The Regulations provide a clear guide to those working in the financial services industry, by identifying the obligations to be fulfilled, the conduct that is sanctionable, and the person to whom a sanction applies in the event of breach. In addition, each breach is categorised according to its severity: minor, serious or very serious, with any resulting fine calculated according to these categories.
As is the case in many common law jurisdictions, the administrative sanctions are in addition to any other sanction that the law already provides, such as civil or criminal penalties.
In addition, CIMA acquired further powers in early July when the legislature aligned the fitness and propriety provisions of the Companies Law with other regulatory laws.

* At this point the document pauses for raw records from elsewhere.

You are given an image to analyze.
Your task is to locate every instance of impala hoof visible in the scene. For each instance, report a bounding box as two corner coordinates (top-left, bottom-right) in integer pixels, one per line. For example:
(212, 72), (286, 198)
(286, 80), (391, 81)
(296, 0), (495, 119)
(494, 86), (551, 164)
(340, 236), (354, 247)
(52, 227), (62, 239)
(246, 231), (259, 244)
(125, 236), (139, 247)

As a result of these amendments, CIMA will now be able to take action on the basis that a director is not fit and proper or the management and direction of a company is not being conducted in a fit and proper manner. Previously, its powers were more limited.
Six laws to strengthen Cayman’s financial services regulatory framework...came into effect on Tuesday, 7 July. The Companies Management (Amendment) Law, 2020... aligns the fitness and propriety provisions under section 18 of the Companies Law with other regulatory laws; and empowers the Cayman Islands Monetary Authority (CIMA) to impose administrative fines.